Wahrscheinlich dachten damals viele meiner Landsleute wie ich: Wenn das Finale gegen Argentinien verloren geht, wird dieser historische Sieg von Belo Horizonte zwar nie vergessen werden - aber immer auch in Verbindung mit einem einschränkenden "aber" stehen. Und am Ende sogar mit einer Enttäuschung (nämlich doch nicht Weltmeister geworden zu sein) verknüpft sein.

So gesehen hätte es für die Bayern gestern nicht schlechter kommen können. Denn statt mit Manchester City und dessen Trainer (der ja auch mal der ihre war!) eine weitere absolute Top-Mannschaft (zumindest vom Namen her) in der Runde der letzten Vier vor der Brust zu haben, bekommen sie es nun mit dem Außenseiter Olympique Lyon zu tun. Falls man zu diesem Zeitpunkt des Wettbewerbs überhaupt noch von Außenseitern und Favoriten sprechen kann. War nicht auch Atlético Favorit gegen Leipzig? Oder City gegen eben diese Franzosen aus Lyon?

Natürlich erwarten die meisten, dass Bayern auch diese Hürde souverän überspringt. Zwar ist nicht damit zu rechnen, dass es ähnlich deutlich wie gegen den FC Barcelona ausgeht (wobei: so verrückt wie dieses Final 8-Turnier von Lissabon bisher verlaufen ist, würde mich mittlerweile gar nichts mehr wundern), aber dass die Münchener diesen vorletzten Schritt machen und ins Final einziehen werden, erscheint vielen als ausgemacht.

Olympique weiß mit der Außenseiter-Rolle bestens umzugehen

Und genau das könnte die große Chance für die von Trainer Rudi Garcia trainierten Südfranzosen sein. Schließlich haben sie auch schon im Achtelfinale (gegen Juventus Turin) und im gestrigen Viertelfinale die Rolle des Underdogs fantastisch angenommen und beide Male sämtliche Experteneinschätzungen zu Makulatur werden lassen. Warum sollte es ihnen nicht ein drittes Mal gelingen?

Weil die Bayern einfach unaufhaltsam scheinen, würde so mancher reflexartig antworten.

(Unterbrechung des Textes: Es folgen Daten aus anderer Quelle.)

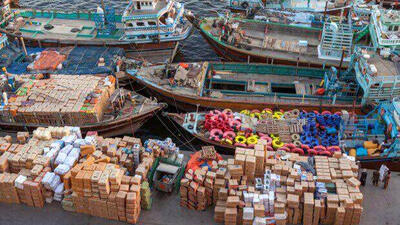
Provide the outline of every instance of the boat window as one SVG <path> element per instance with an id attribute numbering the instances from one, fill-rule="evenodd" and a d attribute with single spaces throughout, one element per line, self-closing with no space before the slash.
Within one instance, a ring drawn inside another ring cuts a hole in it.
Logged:
<path id="1" fill-rule="evenodd" d="M 149 22 L 147 22 L 147 23 L 149 24 L 149 26 L 155 26 L 155 25 L 157 25 L 157 23 L 154 22 L 154 21 L 149 21 Z"/>
<path id="2" fill-rule="evenodd" d="M 146 37 L 147 37 L 146 35 L 139 35 L 138 36 L 139 39 L 146 39 Z"/>
<path id="3" fill-rule="evenodd" d="M 271 84 L 271 91 L 275 93 L 296 94 L 294 84 Z"/>
<path id="4" fill-rule="evenodd" d="M 167 24 L 166 19 L 168 18 L 168 12 L 164 13 L 161 17 L 160 17 L 160 23 L 162 24 Z"/>
<path id="5" fill-rule="evenodd" d="M 229 90 L 229 91 L 246 91 L 246 84 L 245 83 L 241 84 L 241 83 L 213 81 L 212 85 L 211 85 L 211 89 Z"/>
<path id="6" fill-rule="evenodd" d="M 140 2 L 136 2 L 136 9 L 141 9 L 142 7 L 140 6 Z"/>
<path id="7" fill-rule="evenodd" d="M 126 23 L 126 26 L 127 27 L 133 27 L 133 24 L 132 23 Z"/>
<path id="8" fill-rule="evenodd" d="M 143 27 L 143 26 L 144 26 L 144 23 L 143 23 L 143 22 L 136 22 L 136 25 L 137 25 L 138 27 Z"/>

Aber auch dafür gibt es Gegenargumente, die sich auf Präzedenzfälle stützen können: Ungarn 1954 zum Beispiel. Auch die hatten damals, bei der WM in der Schweiz, ihre Höhepunkte bereits vor dem Finale. Der große Mit-Favorit auf den Titel, Brasilien, wurde im Viertelfinale mit 4:2 aus dem Weg geräumt, eine Runde später (mit identischem Ergebnis) Uruguay, der damalige Titelverteidiger. Im Finale warteten dann nur noch die Deutschen. Was sollte da schon passieren? Wie es am Ende ausgegangen ist, gehört zum Legendentum der Fußballhistorie.

Auch könnte man dagegenhalten, dass der FC Bayern bereits in dieser laufenden Champions League-Ausgabe in beiden bisherigen k.o.-Runden jeweils als Favorit in die Partie gegangen ist. Die Ergebnisse indes (ein globales 7:1 in zwei Spielen gegen den FC Chelsea, ein 8:2 in einem Match gegen den FC Barcelona) waren beide male mehr als eindeutig und lassen es schlichtweg nicht zu, den Bayern in beiden Aufeinandertreffen eine Angst vor dieser Bürde anzudichten. Im Gegenteil: beide Aufgaben wurden so souverän gelöst, wie gemeinhin nur die der ersten Runde des DFB-Pokals. Selbst in der heimischen Meisterschaft wurden die Münchener meistens mehr gefordert, als von den Engländern und den Spaniern.

Verrücktes CL-Endturnier im Corona-Modus wirft viele Prognosen über den Haufen

Aber aus tiefenpsychologischer Perspektive her betrachtet, standen sie in beiden Runden einem gleichwertigen Gegner gegenüber. Zumindest vom Prestige, vom Namen der Gegner her. In die Favoritenrolle wurden die Bayern nicht zuletzt aufgrund ihrer wahnsinnigen Schlussperformance in der Bundesliga gehievt.

Gegen Olympique Lyon sind sie jedoch in allen Belangen Favorit. Der Gegner stand bis dahin erst einmal im Halbfinale der Champions League, nämlich in der Saison 2009/10 - kurioserweise auch damals gegen den FC Bayern! -, für die Münchener ist es das 20. Mal (!), dass sie im Europapokal der Landesmeister bzw. Champions League unter die letzten Vier kommen. Die Fallhöhe ist deshalb eine höhere als noch vor dem Showdown gegen den FC Barcelona. Doch so recht glauben mag ich eigentlich nicht daran, dass die Bayern jetzt, so kurz vor Schluss, noch mal Angst vor der eigenen Courage kommen. Aber wie gesagt: so verrückt wie dieses Endturnier in Lissabon bislang verlaufen ist, muss man weiterhin mit allem rechnen.